CSIRO’s Parkes Radio Telescope in Australia.
Last week Professor Stephen Hawking and a number of other prominent scientists announced the launch of a new $100 million initiative designed to find evidence of intelligent extraterrestrial life.
The endeavor will be one of the most thorough and extensive ever undertaken and will focus on picking up signs of radio signals that might have been sent by someone else out in space.
While listening for alien messages could help us learn more about our place in the universe however not everyone believes that attempting to communicate with aliens would be in our best interests.
Matthew Bailes of Swinburne University in Melbourne, who is himself in charge of the initiative’s efforts to find signs of life on other planets, maintains that establishing communications with an alien race capable of sending signals over vast distances could potentially lead humanity to ruin.
“The history of weak civilizations contacting more advanced civilizations is not a happy one,” he said.
His sentiments echo those of researchers and scientists who signed a petition earlier this year to warn that intelligent extraterrestrials are just as likely to be hostile as they are to be peaceful.

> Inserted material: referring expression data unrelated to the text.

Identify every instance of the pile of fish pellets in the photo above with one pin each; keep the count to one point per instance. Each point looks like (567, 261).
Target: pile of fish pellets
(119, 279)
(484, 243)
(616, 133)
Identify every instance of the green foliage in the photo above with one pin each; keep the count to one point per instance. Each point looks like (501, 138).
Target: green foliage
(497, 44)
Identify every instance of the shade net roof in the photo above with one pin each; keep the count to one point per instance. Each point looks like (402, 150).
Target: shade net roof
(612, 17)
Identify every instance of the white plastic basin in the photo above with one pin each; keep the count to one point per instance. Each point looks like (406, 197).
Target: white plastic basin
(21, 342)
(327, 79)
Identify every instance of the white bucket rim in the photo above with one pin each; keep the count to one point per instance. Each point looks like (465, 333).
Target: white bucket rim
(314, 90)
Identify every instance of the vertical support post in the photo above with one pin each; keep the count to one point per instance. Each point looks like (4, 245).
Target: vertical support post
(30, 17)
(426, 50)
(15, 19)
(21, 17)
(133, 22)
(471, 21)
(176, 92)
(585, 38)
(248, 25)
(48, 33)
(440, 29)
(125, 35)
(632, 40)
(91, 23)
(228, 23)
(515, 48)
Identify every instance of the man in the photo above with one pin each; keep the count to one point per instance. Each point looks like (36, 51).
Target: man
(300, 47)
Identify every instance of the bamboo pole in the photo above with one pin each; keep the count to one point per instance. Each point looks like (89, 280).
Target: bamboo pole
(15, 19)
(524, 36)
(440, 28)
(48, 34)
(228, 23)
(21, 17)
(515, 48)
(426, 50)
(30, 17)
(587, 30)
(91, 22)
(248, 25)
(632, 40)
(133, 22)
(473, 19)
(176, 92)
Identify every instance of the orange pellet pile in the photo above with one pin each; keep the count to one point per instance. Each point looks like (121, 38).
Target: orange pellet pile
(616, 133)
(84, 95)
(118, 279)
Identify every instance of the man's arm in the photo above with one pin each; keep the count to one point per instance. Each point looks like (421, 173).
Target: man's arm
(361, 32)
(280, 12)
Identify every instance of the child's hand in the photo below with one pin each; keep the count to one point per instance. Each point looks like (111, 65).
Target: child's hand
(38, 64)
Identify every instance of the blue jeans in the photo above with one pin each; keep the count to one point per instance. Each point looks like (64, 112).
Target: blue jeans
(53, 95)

To search for a signal Professor Bailes and his team will be using the Parkes radio telescope in what has been described as a “Silicon Valley approach to the search for intelligent life.”
“The difficulty is to know what sort of signal we are looking for,” he said. “There is no manual on how to find aliens. We’ll have to imagine the sort of transmissions an alien race might send.”
“The signal is likely to be quite feeble after coming vast distances. We’ll need to be looking for advanced civilisations that have significantly more transmission grunt than we are capable of.”